The other day I was loading groceries into my car when a woman who was parked nose-to-nose with me yelled, "Hey! Excuse me!" I walked toward her. She was a black woman, middle-aged, with glasses and a not quite trusting smile.

"What's that mean on your windshield?"

I looked and saw that she was talking about the decal at the top which read: IMPORTED FROM DETROIT. It was there when I bought the car, used, a year or so before. The salesman explained that it was intended as a point of pride about the car being as good as any import. Once he said that, I didn't give it a second thought. 

"Oh!" I smiled with the suburban white bread naivety of Mary Tyler Moore's sitcom persona. "It was there when I bought the car. I think it's just a little poke at the imports."

"You sure it doesn't mean Detroit's no better than a third-world country?" 

I stopped dead and stared at her. She didn't look like someone trying to pick a fight. Instead, she seemed to be trying to sort something out with me, something that clearly had the potential for making her ready to fight.

My eyes got very wide. "Honestly, ma'am, I never took it that way at all, and if I'd thought that's what it meant, I would have had the salesman take it off. I bought the car used and it was already on there. I always took it as pro-Detroit, not anti."

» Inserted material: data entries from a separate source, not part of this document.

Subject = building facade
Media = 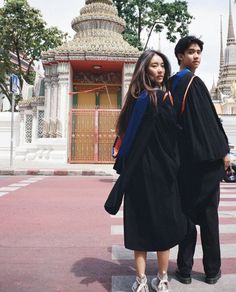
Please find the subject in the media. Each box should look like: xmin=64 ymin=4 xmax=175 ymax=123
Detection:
xmin=2 ymin=0 xmax=235 ymax=163
xmin=16 ymin=0 xmax=140 ymax=163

"Oh!" she smiled. "That sounds better to me. You see, I'm from Detroit and I was just about to go a few rounds with you if that was your opinion."

I smiled back. "Well, ma'am, I'm from Pontiac, and I think people like you and me ought to stick together."

"I think you're right!" she laughed. "You have a blessed day now!"

Life would be a lot better for everybody, and maybe last a lot longer for some, if we talked things out before jumping to conclusions. 

I know that two men could have defused this tense situation just as amicably; still, I think it's a good argument for pumping estrogen into city water supplies.